Après un long silence durant lequel Lisa se ressaisit d’avoir autant ouvert son coeur à son fils. Jamais n’avait-elle exprimé ses émotions de cette façon à son fils. Sasha lui répond finalement.

« Mama, tu es impossible. Tu ne sembles pas te rendre compte tous les sacrifices que j’ai faits pour toi. Je ne pensais pas que tu pourrais t’en résoudre à mentir à ton propre fils. Je suis dégoûté. J’ai une vie Mama, j’ai une femme et des enfants à gérer, et là tu me demandes de tout laisser tomber parce que tu ne peux pas regarder ton programme télévisé ? Non mais c’est insensé, quand arrêteras-tu d’être égoïste ? Tu sais combien le coût de cette maison de retraite ? Je paye cinquante mille roubles par mois pour que tu sois nourrie, logée, et pendant ce temps-là je dois travailler d’arrache-pied pour réunir cette somme. Mama, la prochaine fois que tu m’appelles-tu ferais mieux d’avoir un discours un peu plus reconnaissant. Maintenant je dois te laisser, je dois retourner au travail. »

Il raccroche à sa mère pour la dernière fois. C’est ce jour du vingt-six mars, qu’Elisaveta Aleksandrovna B*, fille d’un père artisan et d’une mère institutrice, veuve depuis maintenant dix ans, est morte dans la maison de retraite des Trois Fleurs.

Samedi 18 janvier

Sasha est dans le salon de son appartement de la rue S*. Il propose à Tanya à boire qu’elle accepte volontiers. Il est seize heures. Lisa est seule dans sa chambre. Femme et enfants sont sortis se divertir.

« Votre mère dort-elle ? Très bien. C’est la bonne solution Mr B*, je vous assure. Vous ne devez rien regretter.

— Je le pense aussi, dit Sasha, une liasse de billets dans la main, mais cela n’empêche que c’est la décision la plus difficile de toute ma vie. Vous me comprenez au moins, avec ma femme et mes enfants… Ma femme ne supporte plus d’avoir Mama dans l’appartement, que je sois obligé de m’occuper d’elle en permanence. Si je ne le fais pas, elle me quittera et emmènera les enfants avec elle, c’est sûr.

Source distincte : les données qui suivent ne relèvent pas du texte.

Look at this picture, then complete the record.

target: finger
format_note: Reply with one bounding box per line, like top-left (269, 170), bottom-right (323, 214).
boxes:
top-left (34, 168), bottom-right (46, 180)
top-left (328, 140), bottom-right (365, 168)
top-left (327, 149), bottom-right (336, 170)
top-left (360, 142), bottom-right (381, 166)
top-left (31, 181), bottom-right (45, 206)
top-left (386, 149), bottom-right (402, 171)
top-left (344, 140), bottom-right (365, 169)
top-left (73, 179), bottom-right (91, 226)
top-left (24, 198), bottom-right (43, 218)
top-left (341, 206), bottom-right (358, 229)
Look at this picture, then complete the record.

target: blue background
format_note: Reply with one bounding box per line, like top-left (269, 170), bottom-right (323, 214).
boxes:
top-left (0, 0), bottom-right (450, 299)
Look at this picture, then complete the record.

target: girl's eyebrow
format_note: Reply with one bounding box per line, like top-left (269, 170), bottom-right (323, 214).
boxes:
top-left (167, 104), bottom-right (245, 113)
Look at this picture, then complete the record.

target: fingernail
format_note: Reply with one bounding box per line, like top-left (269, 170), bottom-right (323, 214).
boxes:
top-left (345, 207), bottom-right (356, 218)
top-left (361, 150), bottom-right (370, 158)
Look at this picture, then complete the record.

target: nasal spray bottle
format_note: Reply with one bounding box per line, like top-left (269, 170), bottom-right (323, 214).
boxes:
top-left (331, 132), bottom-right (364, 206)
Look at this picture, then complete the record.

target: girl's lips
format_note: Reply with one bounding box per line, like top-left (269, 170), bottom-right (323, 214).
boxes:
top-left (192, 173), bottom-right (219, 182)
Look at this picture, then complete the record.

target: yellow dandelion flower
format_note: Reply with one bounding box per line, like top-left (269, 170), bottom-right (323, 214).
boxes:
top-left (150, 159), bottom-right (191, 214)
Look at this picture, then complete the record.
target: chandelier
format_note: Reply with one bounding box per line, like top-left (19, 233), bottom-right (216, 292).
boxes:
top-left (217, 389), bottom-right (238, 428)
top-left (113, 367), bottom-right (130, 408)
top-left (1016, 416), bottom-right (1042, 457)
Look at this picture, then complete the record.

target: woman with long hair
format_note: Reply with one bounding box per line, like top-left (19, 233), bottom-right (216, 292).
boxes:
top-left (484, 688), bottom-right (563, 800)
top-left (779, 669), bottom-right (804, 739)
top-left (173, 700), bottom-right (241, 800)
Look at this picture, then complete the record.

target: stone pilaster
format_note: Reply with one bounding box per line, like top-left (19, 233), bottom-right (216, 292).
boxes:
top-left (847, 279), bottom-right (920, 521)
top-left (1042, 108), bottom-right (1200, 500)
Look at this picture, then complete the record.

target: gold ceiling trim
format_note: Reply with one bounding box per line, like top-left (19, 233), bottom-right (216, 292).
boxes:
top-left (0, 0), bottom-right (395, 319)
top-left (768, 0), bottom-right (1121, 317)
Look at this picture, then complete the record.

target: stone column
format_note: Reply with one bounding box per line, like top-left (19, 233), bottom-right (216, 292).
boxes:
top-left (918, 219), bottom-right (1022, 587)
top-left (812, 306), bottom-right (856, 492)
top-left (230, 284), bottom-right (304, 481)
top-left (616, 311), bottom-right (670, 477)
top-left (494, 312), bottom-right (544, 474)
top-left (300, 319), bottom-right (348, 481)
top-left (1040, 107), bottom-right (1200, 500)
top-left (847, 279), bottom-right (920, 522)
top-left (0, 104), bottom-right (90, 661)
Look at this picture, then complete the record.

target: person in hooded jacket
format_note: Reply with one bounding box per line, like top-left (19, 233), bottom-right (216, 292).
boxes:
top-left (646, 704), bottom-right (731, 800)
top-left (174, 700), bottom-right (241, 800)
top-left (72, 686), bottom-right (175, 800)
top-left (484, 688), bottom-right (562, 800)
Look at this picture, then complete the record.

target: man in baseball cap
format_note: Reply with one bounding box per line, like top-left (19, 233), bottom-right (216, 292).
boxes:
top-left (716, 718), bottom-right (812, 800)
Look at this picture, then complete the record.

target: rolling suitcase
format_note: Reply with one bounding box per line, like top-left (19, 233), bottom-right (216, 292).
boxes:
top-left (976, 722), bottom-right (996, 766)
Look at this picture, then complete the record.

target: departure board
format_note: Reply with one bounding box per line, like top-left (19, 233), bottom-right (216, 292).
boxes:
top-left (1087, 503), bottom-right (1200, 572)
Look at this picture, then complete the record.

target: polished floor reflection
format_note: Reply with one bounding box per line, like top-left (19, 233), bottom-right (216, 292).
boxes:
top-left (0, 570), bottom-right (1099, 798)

— Je comprends parfaitement Mr B*, vous n’êtes pas la première personne qui fait face à ce choix. Croyez-moi c’est le mieux qui puisse être fait dans ces circonstances. Et croyez-moi, votre mère ne souffrira pas.

— Comment… comment cela se passera-t-il ?

— Hum… Il faut que notre conversation reste privée Mr B*, j’espère que vous comprenez les risques que je prends pour vous aider… Vous amènerez votre mère quand les papiers officiels seront signés, je pense que vous pourrez l’amener mi-mars.

— Oui. Je paierai les deux premiers mois en acompte la semaine prochaine bien sûr… mais sachez que je ne peux pas me permettre de payer plus.

— Tout à fait, je m’occuperai de votre mère, comme je vous l’ai dit, elle ne souffrira pas, pour vous rassurer voici quelques détails. Dans chacun de ses repas j’ajouterai quelques gouttes diluées de ricine, il ne faudra pas plus de quelques semaines pour que cela fasse son œuvre. Je comprends que cette épreuve soit difficile à accepter, et je comprendrais aussi que vous souhaitiez revenir en arrière. Si c’est le cas, je m’en irai de ce pas et cette conversation sera oubliée.

Sasha baisse les yeux, contemple les billets qu’il tient entre les mains. Lève ensuite les yeux au ciel, que Dieu me pardonne et conclut son pacte avec le diable.